Венесуэла хотела спросить его, как долго он намерен оставаться, но Педро Клавель опередил ее.

– Я не останусь, – сказал он. – Я должен уехать.

– Куда?

– В Европу, – ответил он. – Может быть, в Париж.

Венесуэла промолчала. Париж, этот город, круглый, как пятнышко от слезы, пересеченный морщинкой воды, очертания которого она видела в атласе своей матери, по-прежнему не давал ей покоя. Там она хотела состариться.

Педро Клавель ушел назавтра, тихо, как пришел, и только одна вещь позволяла сказать, что он действительно ночевал в доме на улице 3Н, – гамак, который он оставил подвешенным в своей комнате как след прошлой жизни. Но как ни краток был его визит, он оставил еще и глубокий отпечаток на одиночестве сестры. Ее воображение, питавшееся до сих пор только байками Сины о Париже и далекими отголосками другого континента, измучило ее до такой степени, что ей была невыносима мысль провести хоть одну лишнюю минуту в Маракайбо, и она смогла успокоить тоску, которую будил в ней этот город мишурных богатств и парадов святых, торопящийся наверстать отставание в смехотворной гонке к славе, только когда приняла решение, которого не изменила до самой смерти.

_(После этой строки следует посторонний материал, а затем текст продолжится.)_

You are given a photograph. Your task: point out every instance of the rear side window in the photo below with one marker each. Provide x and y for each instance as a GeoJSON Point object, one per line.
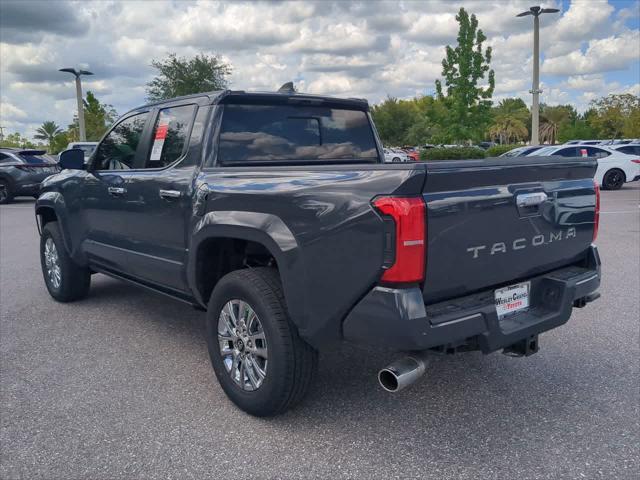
{"type": "Point", "coordinates": [597, 152]}
{"type": "Point", "coordinates": [630, 149]}
{"type": "Point", "coordinates": [272, 133]}
{"type": "Point", "coordinates": [170, 135]}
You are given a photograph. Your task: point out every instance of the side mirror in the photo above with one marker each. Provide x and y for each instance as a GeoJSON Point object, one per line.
{"type": "Point", "coordinates": [72, 159]}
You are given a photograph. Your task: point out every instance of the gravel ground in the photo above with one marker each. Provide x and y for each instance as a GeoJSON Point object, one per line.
{"type": "Point", "coordinates": [119, 386]}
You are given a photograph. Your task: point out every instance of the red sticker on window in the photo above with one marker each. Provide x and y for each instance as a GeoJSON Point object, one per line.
{"type": "Point", "coordinates": [161, 132]}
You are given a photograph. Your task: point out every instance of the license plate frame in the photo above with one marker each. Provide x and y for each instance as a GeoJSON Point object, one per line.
{"type": "Point", "coordinates": [512, 299]}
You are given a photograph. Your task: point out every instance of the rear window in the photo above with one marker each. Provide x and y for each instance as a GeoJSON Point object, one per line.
{"type": "Point", "coordinates": [34, 158]}
{"type": "Point", "coordinates": [272, 133]}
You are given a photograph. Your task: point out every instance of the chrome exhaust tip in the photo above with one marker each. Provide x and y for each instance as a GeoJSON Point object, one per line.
{"type": "Point", "coordinates": [402, 373]}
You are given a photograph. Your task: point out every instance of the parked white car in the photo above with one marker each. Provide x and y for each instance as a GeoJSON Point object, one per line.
{"type": "Point", "coordinates": [614, 168]}
{"type": "Point", "coordinates": [393, 155]}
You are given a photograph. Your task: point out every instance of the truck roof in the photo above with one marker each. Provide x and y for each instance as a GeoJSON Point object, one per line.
{"type": "Point", "coordinates": [242, 96]}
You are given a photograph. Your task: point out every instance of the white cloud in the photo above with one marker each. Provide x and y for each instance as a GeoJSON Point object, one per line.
{"type": "Point", "coordinates": [361, 49]}
{"type": "Point", "coordinates": [607, 54]}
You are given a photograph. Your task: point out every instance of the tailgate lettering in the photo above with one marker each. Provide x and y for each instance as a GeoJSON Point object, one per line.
{"type": "Point", "coordinates": [522, 243]}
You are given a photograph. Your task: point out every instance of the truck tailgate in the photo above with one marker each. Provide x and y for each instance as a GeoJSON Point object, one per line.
{"type": "Point", "coordinates": [496, 221]}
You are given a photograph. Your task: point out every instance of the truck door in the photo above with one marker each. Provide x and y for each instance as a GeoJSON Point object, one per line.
{"type": "Point", "coordinates": [159, 193]}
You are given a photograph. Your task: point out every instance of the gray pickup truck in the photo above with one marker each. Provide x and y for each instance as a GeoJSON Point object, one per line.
{"type": "Point", "coordinates": [276, 213]}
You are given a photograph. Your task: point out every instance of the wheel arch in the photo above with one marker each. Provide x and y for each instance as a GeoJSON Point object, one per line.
{"type": "Point", "coordinates": [226, 241]}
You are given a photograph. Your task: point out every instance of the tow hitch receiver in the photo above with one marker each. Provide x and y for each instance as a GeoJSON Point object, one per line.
{"type": "Point", "coordinates": [523, 348]}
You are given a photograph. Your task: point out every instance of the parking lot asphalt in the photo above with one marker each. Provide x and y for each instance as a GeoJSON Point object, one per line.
{"type": "Point", "coordinates": [119, 386]}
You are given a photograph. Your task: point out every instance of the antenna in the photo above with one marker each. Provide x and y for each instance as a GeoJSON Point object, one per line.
{"type": "Point", "coordinates": [287, 88]}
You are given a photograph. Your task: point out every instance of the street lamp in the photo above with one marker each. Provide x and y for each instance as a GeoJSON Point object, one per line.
{"type": "Point", "coordinates": [77, 73]}
{"type": "Point", "coordinates": [535, 89]}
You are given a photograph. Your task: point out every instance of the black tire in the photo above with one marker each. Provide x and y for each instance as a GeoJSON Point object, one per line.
{"type": "Point", "coordinates": [75, 280]}
{"type": "Point", "coordinates": [292, 363]}
{"type": "Point", "coordinates": [6, 195]}
{"type": "Point", "coordinates": [614, 179]}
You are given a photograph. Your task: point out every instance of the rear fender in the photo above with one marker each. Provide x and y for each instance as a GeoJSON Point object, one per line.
{"type": "Point", "coordinates": [265, 229]}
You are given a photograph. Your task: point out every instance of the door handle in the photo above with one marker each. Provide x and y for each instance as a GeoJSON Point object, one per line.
{"type": "Point", "coordinates": [116, 191]}
{"type": "Point", "coordinates": [170, 194]}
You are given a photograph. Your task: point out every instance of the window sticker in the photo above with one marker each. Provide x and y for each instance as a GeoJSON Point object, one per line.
{"type": "Point", "coordinates": [158, 142]}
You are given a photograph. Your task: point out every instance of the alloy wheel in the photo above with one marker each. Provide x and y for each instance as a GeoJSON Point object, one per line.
{"type": "Point", "coordinates": [52, 263]}
{"type": "Point", "coordinates": [243, 345]}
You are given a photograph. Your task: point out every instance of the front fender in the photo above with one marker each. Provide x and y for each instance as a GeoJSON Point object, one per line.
{"type": "Point", "coordinates": [55, 201]}
{"type": "Point", "coordinates": [265, 229]}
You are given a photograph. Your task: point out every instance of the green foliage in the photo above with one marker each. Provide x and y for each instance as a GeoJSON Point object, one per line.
{"type": "Point", "coordinates": [498, 150]}
{"type": "Point", "coordinates": [98, 117]}
{"type": "Point", "coordinates": [454, 153]}
{"type": "Point", "coordinates": [183, 76]}
{"type": "Point", "coordinates": [578, 130]}
{"type": "Point", "coordinates": [48, 131]}
{"type": "Point", "coordinates": [468, 104]}
{"type": "Point", "coordinates": [552, 119]}
{"type": "Point", "coordinates": [616, 115]}
{"type": "Point", "coordinates": [15, 140]}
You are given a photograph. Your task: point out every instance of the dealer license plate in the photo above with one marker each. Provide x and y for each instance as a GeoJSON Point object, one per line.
{"type": "Point", "coordinates": [512, 299]}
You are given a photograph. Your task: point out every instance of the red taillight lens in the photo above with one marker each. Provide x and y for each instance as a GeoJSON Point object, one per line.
{"type": "Point", "coordinates": [596, 219]}
{"type": "Point", "coordinates": [408, 214]}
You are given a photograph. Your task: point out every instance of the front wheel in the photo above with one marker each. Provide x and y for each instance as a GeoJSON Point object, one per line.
{"type": "Point", "coordinates": [262, 364]}
{"type": "Point", "coordinates": [65, 280]}
{"type": "Point", "coordinates": [613, 179]}
{"type": "Point", "coordinates": [6, 196]}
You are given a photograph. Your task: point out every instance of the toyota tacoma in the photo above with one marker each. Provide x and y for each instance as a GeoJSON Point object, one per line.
{"type": "Point", "coordinates": [276, 213]}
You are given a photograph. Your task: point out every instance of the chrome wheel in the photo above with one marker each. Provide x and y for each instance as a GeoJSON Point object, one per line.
{"type": "Point", "coordinates": [52, 263]}
{"type": "Point", "coordinates": [243, 345]}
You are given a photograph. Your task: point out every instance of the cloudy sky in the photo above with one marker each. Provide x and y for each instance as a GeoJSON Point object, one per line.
{"type": "Point", "coordinates": [364, 49]}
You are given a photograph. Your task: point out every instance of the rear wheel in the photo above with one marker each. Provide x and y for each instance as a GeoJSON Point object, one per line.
{"type": "Point", "coordinates": [613, 179]}
{"type": "Point", "coordinates": [65, 280]}
{"type": "Point", "coordinates": [262, 364]}
{"type": "Point", "coordinates": [6, 195]}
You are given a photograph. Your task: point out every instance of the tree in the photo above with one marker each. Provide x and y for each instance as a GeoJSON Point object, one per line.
{"type": "Point", "coordinates": [615, 114]}
{"type": "Point", "coordinates": [97, 119]}
{"type": "Point", "coordinates": [15, 140]}
{"type": "Point", "coordinates": [182, 76]}
{"type": "Point", "coordinates": [552, 118]}
{"type": "Point", "coordinates": [510, 119]}
{"type": "Point", "coordinates": [463, 68]}
{"type": "Point", "coordinates": [393, 118]}
{"type": "Point", "coordinates": [48, 131]}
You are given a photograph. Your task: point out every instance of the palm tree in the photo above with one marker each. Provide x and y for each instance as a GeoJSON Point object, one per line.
{"type": "Point", "coordinates": [507, 127]}
{"type": "Point", "coordinates": [48, 131]}
{"type": "Point", "coordinates": [552, 117]}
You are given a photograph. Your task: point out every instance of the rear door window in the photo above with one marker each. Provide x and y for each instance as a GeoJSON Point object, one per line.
{"type": "Point", "coordinates": [568, 152]}
{"type": "Point", "coordinates": [597, 152]}
{"type": "Point", "coordinates": [284, 133]}
{"type": "Point", "coordinates": [170, 135]}
{"type": "Point", "coordinates": [630, 149]}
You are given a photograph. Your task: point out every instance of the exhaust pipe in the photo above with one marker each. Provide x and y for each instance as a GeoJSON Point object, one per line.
{"type": "Point", "coordinates": [404, 372]}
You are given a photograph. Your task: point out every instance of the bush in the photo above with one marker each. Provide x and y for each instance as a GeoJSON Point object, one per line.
{"type": "Point", "coordinates": [454, 153]}
{"type": "Point", "coordinates": [498, 150]}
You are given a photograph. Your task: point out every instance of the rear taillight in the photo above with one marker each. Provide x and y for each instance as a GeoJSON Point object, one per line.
{"type": "Point", "coordinates": [405, 262]}
{"type": "Point", "coordinates": [596, 218]}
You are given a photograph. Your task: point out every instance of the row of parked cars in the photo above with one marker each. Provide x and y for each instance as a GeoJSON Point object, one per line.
{"type": "Point", "coordinates": [22, 169]}
{"type": "Point", "coordinates": [618, 160]}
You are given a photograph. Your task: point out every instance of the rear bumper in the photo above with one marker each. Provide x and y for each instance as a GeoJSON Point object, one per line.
{"type": "Point", "coordinates": [398, 319]}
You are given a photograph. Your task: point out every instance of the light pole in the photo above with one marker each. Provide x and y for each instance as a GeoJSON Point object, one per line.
{"type": "Point", "coordinates": [535, 88]}
{"type": "Point", "coordinates": [77, 73]}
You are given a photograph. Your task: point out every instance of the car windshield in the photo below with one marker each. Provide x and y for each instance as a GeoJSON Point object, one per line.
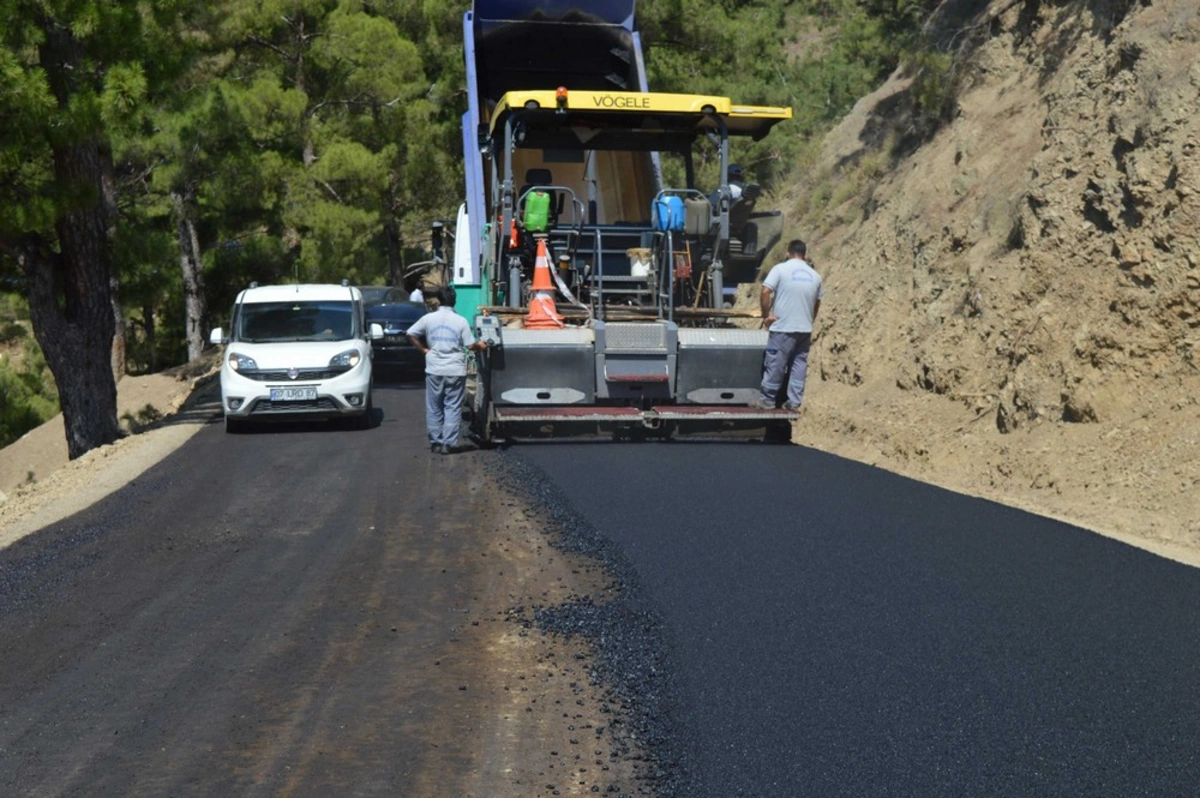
{"type": "Point", "coordinates": [372, 294]}
{"type": "Point", "coordinates": [298, 321]}
{"type": "Point", "coordinates": [403, 313]}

Как ее брат, она должна уехать.

Она никогда не забудет тот день, когда пришла в комнату матери и, ничем себя не выдав, села перед ней. Одна лишь фраза жгла ей губы. Она знала, что Ана Мария не согласится отпустить ее из Маракайбо. Знала, что в этом замершем доме, где оседлый образ жизни стал законом, кочевническим настроениям нет места. Гвоздики в саду, белый гамак, сто зеркал в спальне, портрет Чинко на стене, половник, чтобы разливать суп, зеленый графин в форме рыбы, вся эта тысяча вещиц в ее доме никуда ее не отпустит. Однако, сидя в кресле-качалке, глядя на старое барахло, вдыхая полными ноздрями дурманящий запах прошлого, Венесуэла с почти извращенным удовольствием представила себе, какой переполох вызовет в доме ее решение, и улыбнулась своим мыслям. Мать это заметила.